On how the district came up with $62 million …
Szczurek: "There was a very extensive public process that included pretty much anybody who wanted to participate. … There was what I would call a wish list created, and it was a whole lot more than $62 (million) for the lakeside. Then the board got together, and said, "We don't feel that we can ask for wishes. We're not in the position to ask for wishes. We need to pare this down to what we feel is really necessary to enhance the kids' education, addressing safety concerns that we have, etc.," so that pared down list became that $62 million list. Does it have to be that high? I suppose not, but we feel that it's really addressing those needs that we have here at the lake."
On what the $62 million will be spent on …
Szczurek: "As I said, we went through that prioritization process, and really what it came out to be was the preponderance of the $62 million will be spent on renovating Tahoe Lake Elementary and Kings Beach Elementary.

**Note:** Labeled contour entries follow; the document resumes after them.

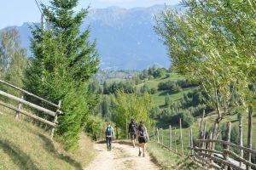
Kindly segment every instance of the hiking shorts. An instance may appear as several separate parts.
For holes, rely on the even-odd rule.
[[[131,133],[131,139],[135,140],[136,139],[136,133]]]
[[[147,143],[146,137],[139,137],[138,142],[139,142],[139,144],[146,144]]]

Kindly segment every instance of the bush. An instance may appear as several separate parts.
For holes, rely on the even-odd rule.
[[[183,89],[179,87],[176,82],[167,81],[165,82],[160,82],[158,84],[159,90],[168,90],[172,93],[181,92]]]
[[[194,122],[194,117],[188,110],[185,110],[181,113],[181,119],[184,128],[190,127]]]

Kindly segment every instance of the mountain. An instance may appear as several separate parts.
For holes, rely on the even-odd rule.
[[[90,25],[90,38],[97,42],[102,69],[142,70],[153,65],[168,67],[166,48],[154,31],[154,16],[164,8],[164,5],[154,5],[130,9],[119,7],[90,9],[81,29]],[[21,45],[27,48],[31,26],[32,23],[17,26]]]

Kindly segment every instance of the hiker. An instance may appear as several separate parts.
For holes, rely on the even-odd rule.
[[[145,151],[146,151],[146,143],[149,142],[149,138],[147,131],[147,128],[144,126],[143,122],[141,121],[140,125],[137,128],[137,135],[139,142],[139,154],[138,156],[141,156],[142,151],[141,148],[143,149],[143,156],[145,157]]]
[[[113,128],[110,126],[110,123],[108,123],[108,127],[106,128],[106,142],[108,151],[112,149],[111,143],[113,137]]]
[[[129,133],[131,135],[131,139],[132,140],[133,148],[135,148],[135,140],[137,134],[137,123],[134,119],[131,120],[131,123],[129,124]]]

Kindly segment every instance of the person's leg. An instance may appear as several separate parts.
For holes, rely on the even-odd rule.
[[[112,149],[112,137],[109,137],[109,150]]]
[[[108,138],[106,137],[106,144],[107,144],[107,148],[108,149]]]
[[[141,155],[142,155],[142,151],[141,151],[141,147],[142,147],[142,144],[138,144],[138,147],[139,147],[139,156],[141,156]]]
[[[146,152],[146,143],[144,143],[143,145],[143,156],[145,156],[145,152]]]
[[[142,144],[142,148],[143,148],[143,156],[145,155],[145,143]]]

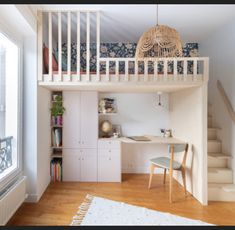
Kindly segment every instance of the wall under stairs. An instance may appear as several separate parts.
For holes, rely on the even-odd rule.
[[[231,155],[222,152],[220,128],[213,126],[212,105],[208,105],[208,200],[235,201],[233,171],[228,168]]]

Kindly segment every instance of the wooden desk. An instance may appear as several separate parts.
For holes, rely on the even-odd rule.
[[[176,139],[174,137],[159,137],[159,136],[150,136],[150,135],[144,135],[145,137],[148,137],[150,141],[135,141],[128,137],[121,137],[117,138],[117,140],[128,143],[128,144],[185,144],[185,141]]]

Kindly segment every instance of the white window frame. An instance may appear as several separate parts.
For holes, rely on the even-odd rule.
[[[5,25],[0,23],[0,33],[6,36],[18,47],[18,101],[17,101],[17,167],[10,173],[0,179],[0,192],[6,188],[12,181],[16,180],[23,174],[23,40],[19,34],[9,30]]]

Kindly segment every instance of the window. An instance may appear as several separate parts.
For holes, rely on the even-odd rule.
[[[0,32],[0,190],[21,171],[20,47]]]

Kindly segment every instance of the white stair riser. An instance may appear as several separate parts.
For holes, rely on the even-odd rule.
[[[216,158],[208,156],[208,167],[218,167],[218,168],[226,168],[227,167],[227,159],[225,158]]]
[[[208,141],[207,150],[209,153],[220,153],[222,150],[221,142]]]
[[[208,171],[208,183],[233,183],[232,170]]]
[[[222,188],[208,187],[209,201],[235,201],[235,192],[226,192]]]
[[[208,140],[216,140],[217,139],[216,129],[208,129],[207,135],[208,135]]]

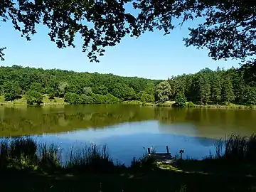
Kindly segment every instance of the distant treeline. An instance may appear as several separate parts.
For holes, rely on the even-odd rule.
[[[5,100],[13,101],[26,95],[28,104],[41,103],[43,95],[47,94],[50,100],[61,97],[70,104],[175,100],[180,106],[186,100],[201,105],[255,105],[255,85],[244,68],[218,68],[215,71],[206,68],[163,81],[18,65],[0,67],[0,90]]]
[[[193,75],[182,75],[168,80],[173,95],[184,95],[188,100],[201,105],[235,102],[256,105],[256,83],[246,68],[227,70],[208,68]]]
[[[42,102],[43,94],[53,100],[64,97],[71,104],[154,102],[154,90],[160,82],[97,73],[0,67],[1,93],[5,100],[12,101],[26,95],[28,104]]]

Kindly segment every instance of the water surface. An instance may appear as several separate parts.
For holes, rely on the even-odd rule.
[[[147,147],[201,159],[214,153],[216,139],[255,132],[255,110],[176,109],[137,105],[1,107],[0,137],[31,136],[65,149],[107,144],[112,156],[129,164]]]

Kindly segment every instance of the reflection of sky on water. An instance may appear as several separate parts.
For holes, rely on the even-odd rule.
[[[108,129],[107,129],[108,128]],[[191,124],[161,124],[157,121],[133,122],[117,124],[104,129],[89,129],[57,134],[33,137],[37,140],[55,142],[63,148],[70,149],[75,144],[95,142],[107,144],[114,159],[129,164],[134,157],[141,156],[144,147],[156,147],[156,151],[164,152],[169,146],[175,155],[181,149],[185,150],[184,156],[201,159],[214,152],[215,140],[196,137],[196,127]]]

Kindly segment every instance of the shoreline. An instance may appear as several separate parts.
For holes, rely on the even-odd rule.
[[[142,102],[140,101],[124,101],[115,105],[141,105],[141,106],[149,106],[154,107],[173,107],[172,105],[175,104],[175,102],[167,102],[164,103],[152,103],[152,102]],[[204,109],[237,109],[237,110],[256,110],[256,106],[248,106],[248,105],[235,105],[231,103],[230,105],[200,105],[194,104],[193,107],[188,106],[188,102],[186,103],[186,107],[184,108],[204,108]],[[86,104],[85,104],[86,105]],[[87,104],[87,105],[109,105],[109,104]],[[111,104],[112,105],[112,104]],[[25,102],[1,102],[0,107],[18,107],[18,106],[58,106],[58,105],[72,105],[68,102],[44,102],[40,105],[29,105]]]

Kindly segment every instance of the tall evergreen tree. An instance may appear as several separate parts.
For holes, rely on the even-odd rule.
[[[228,75],[226,75],[223,83],[223,100],[230,104],[235,100],[232,80]]]
[[[218,104],[221,100],[221,80],[218,73],[214,73],[211,82],[211,100]]]
[[[201,104],[207,105],[210,101],[210,85],[204,74],[201,74],[198,79],[199,100]]]

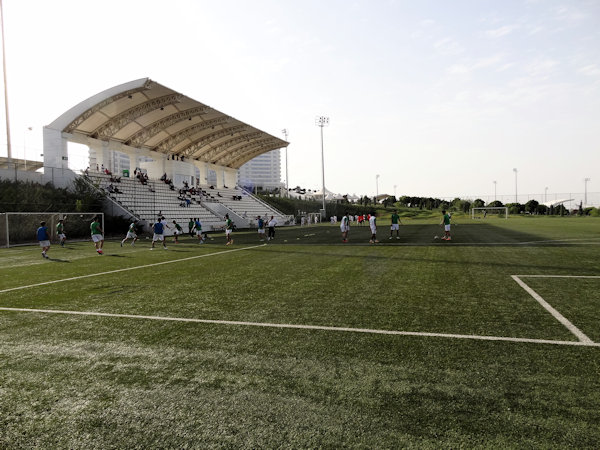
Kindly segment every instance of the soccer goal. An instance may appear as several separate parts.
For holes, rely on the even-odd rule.
[[[504,216],[508,219],[508,208],[506,206],[488,206],[482,208],[471,208],[471,219],[485,219],[488,215]]]
[[[58,243],[56,225],[63,219],[63,232],[68,241],[90,239],[90,224],[98,216],[104,230],[104,213],[7,212],[0,213],[0,246],[14,247],[37,243],[36,231],[46,222],[51,242]]]

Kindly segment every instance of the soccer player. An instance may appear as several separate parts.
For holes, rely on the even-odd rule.
[[[233,220],[229,218],[229,214],[225,214],[225,236],[227,237],[227,244],[233,244],[233,239],[231,239],[231,232],[233,231]]]
[[[392,213],[392,226],[390,228],[390,239],[392,239],[392,235],[394,234],[394,230],[396,231],[396,239],[400,239],[400,224],[402,221],[400,220],[400,216],[398,215],[398,210],[395,209]]]
[[[196,236],[198,236],[200,243],[204,244],[204,235],[202,234],[202,222],[200,222],[200,218],[197,218],[194,222],[194,230],[196,230]]]
[[[100,219],[98,216],[94,217],[92,223],[90,224],[90,232],[92,233],[92,241],[94,241],[96,253],[102,255],[102,247],[104,247],[104,232],[102,231],[99,220]]]
[[[371,240],[369,244],[377,244],[379,241],[377,240],[377,218],[375,217],[375,213],[369,214],[369,227],[371,228]]]
[[[277,225],[277,220],[274,216],[271,216],[271,220],[269,220],[269,235],[267,236],[267,240],[275,239],[275,225]]]
[[[442,218],[442,221],[440,222],[440,225],[444,226],[444,236],[442,236],[442,239],[445,241],[451,241],[452,238],[450,237],[450,213],[447,213],[446,210],[442,211],[442,214],[444,215],[444,217]]]
[[[152,236],[152,247],[150,247],[150,250],[154,250],[154,243],[156,241],[161,241],[163,243],[163,248],[166,250],[167,244],[165,243],[164,224],[160,217],[156,220],[154,225],[152,225],[152,231],[154,231],[154,235]]]
[[[175,227],[175,230],[173,231],[173,242],[175,242],[176,244],[179,244],[179,241],[177,240],[177,236],[179,236],[180,234],[183,234],[183,228],[181,228],[181,225],[179,225],[177,223],[177,221],[173,221],[173,226]]]
[[[188,233],[190,233],[190,237],[194,237],[194,225],[196,225],[196,222],[190,217],[190,221],[188,222]]]
[[[348,232],[350,231],[350,218],[348,211],[344,212],[344,217],[340,222],[340,230],[342,231],[342,242],[348,242]]]
[[[304,219],[304,217],[302,219]],[[258,239],[260,240],[260,242],[262,242],[265,240],[265,221],[260,216],[258,216],[257,220],[258,220]]]
[[[37,229],[37,239],[40,247],[42,247],[42,258],[49,259],[46,253],[50,250],[50,236],[48,236],[46,222],[40,222],[40,227]]]
[[[131,222],[129,224],[129,229],[127,230],[127,236],[125,236],[125,239],[123,239],[121,241],[121,247],[123,247],[123,244],[127,241],[127,239],[133,239],[133,241],[131,241],[131,246],[135,247],[135,241],[137,241],[137,233],[135,232],[136,225],[137,225],[137,219],[133,219],[133,222]]]
[[[63,219],[58,219],[58,223],[56,224],[56,235],[58,236],[60,246],[64,247],[67,236],[65,235],[65,225],[63,223]]]

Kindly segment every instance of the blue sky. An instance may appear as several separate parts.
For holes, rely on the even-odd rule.
[[[598,1],[5,0],[13,147],[150,77],[264,131],[291,186],[600,191]],[[37,36],[40,36],[39,38]],[[28,131],[27,127],[33,127]],[[27,131],[26,131],[27,130]],[[3,153],[4,152],[4,153]],[[5,154],[5,145],[0,146]],[[285,177],[285,170],[282,170]]]

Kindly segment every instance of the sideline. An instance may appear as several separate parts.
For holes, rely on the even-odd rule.
[[[530,278],[600,278],[596,276],[573,276],[573,275],[511,275],[511,278],[517,282],[525,291],[531,295],[542,307],[548,311],[552,316],[562,323],[571,333],[573,333],[580,342],[585,344],[591,344],[593,341],[587,337],[579,328],[573,325],[565,316],[554,309],[546,300],[542,298],[540,294],[531,289],[521,278],[519,277],[530,277]]]
[[[253,245],[252,247],[235,248],[235,249],[232,249],[232,250],[224,250],[222,252],[207,253],[207,254],[204,254],[204,255],[188,256],[187,258],[172,259],[170,261],[162,261],[162,262],[159,262],[159,263],[144,264],[142,266],[126,267],[124,269],[109,270],[107,272],[98,272],[98,273],[91,273],[91,274],[88,274],[88,275],[80,275],[80,276],[77,276],[77,277],[62,278],[60,280],[44,281],[42,283],[35,283],[35,284],[29,284],[29,285],[26,285],[26,286],[17,286],[17,287],[14,287],[14,288],[2,289],[2,290],[0,290],[0,294],[3,294],[5,292],[18,291],[18,290],[21,290],[21,289],[28,289],[28,288],[37,287],[37,286],[46,286],[48,284],[62,283],[63,281],[81,280],[82,278],[98,277],[100,275],[109,275],[111,273],[127,272],[129,270],[145,269],[147,267],[162,266],[163,264],[172,264],[172,263],[181,262],[181,261],[189,261],[191,259],[198,259],[198,258],[206,258],[208,256],[223,255],[225,253],[233,253],[233,252],[239,252],[239,251],[242,251],[242,250],[250,250],[250,249],[253,249],[253,248],[264,247],[265,245],[267,245],[267,244]]]
[[[583,342],[583,341],[555,341],[550,339],[530,339],[530,338],[511,338],[502,336],[477,336],[470,334],[447,334],[447,333],[428,333],[418,331],[394,331],[394,330],[376,330],[368,328],[346,328],[332,327],[321,325],[295,325],[285,323],[263,323],[263,322],[239,322],[232,320],[211,320],[211,319],[193,319],[185,317],[163,317],[163,316],[142,316],[136,314],[111,314],[92,311],[61,311],[54,309],[29,309],[29,308],[5,308],[0,307],[0,311],[12,312],[27,312],[27,313],[43,313],[43,314],[68,314],[74,316],[95,316],[95,317],[114,317],[122,319],[145,319],[145,320],[160,320],[170,322],[191,322],[203,323],[211,325],[235,325],[247,327],[263,327],[263,328],[288,328],[298,330],[319,330],[319,331],[338,331],[350,333],[365,333],[365,334],[383,334],[393,336],[419,336],[419,337],[434,337],[434,338],[450,338],[450,339],[471,339],[479,341],[504,341],[504,342],[519,342],[530,344],[552,344],[552,345],[570,345],[579,347],[599,347],[600,343]]]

There will be some fairly significant renovations there. The cool thing with Tahoe Lake is we're going to work really hard to keep those neat parts of Tahoe Lake. … There will be safety issues like the entrances to the schools addressed. There will be kindergarten classrooms that are appropriate for kindergartners to be in — that includes restrooms in the classrooms, a state requirement. There will be circulation for busing addressed in each of those schools. North Tahoe High School and North Tahoe School will also receive some monies, primarily we'll be enhancing the technology."
On accountability measures to ensure money is spent appropriately …
Szczurek: "First of all we put extra accountability right into the resolution, and we actually put brackets around the different types of expenditures. Subsequent to that there's two required audits — one is (on) how we spend the money and the other is are we following what we said we would spend the money on. And we propose a citizens oversight committee, so that would be right in there working with the board to make sure that we're spending the money the way we said we would. I will tell you there is some latitude within the resolution because right now we have rough ideas on these projects."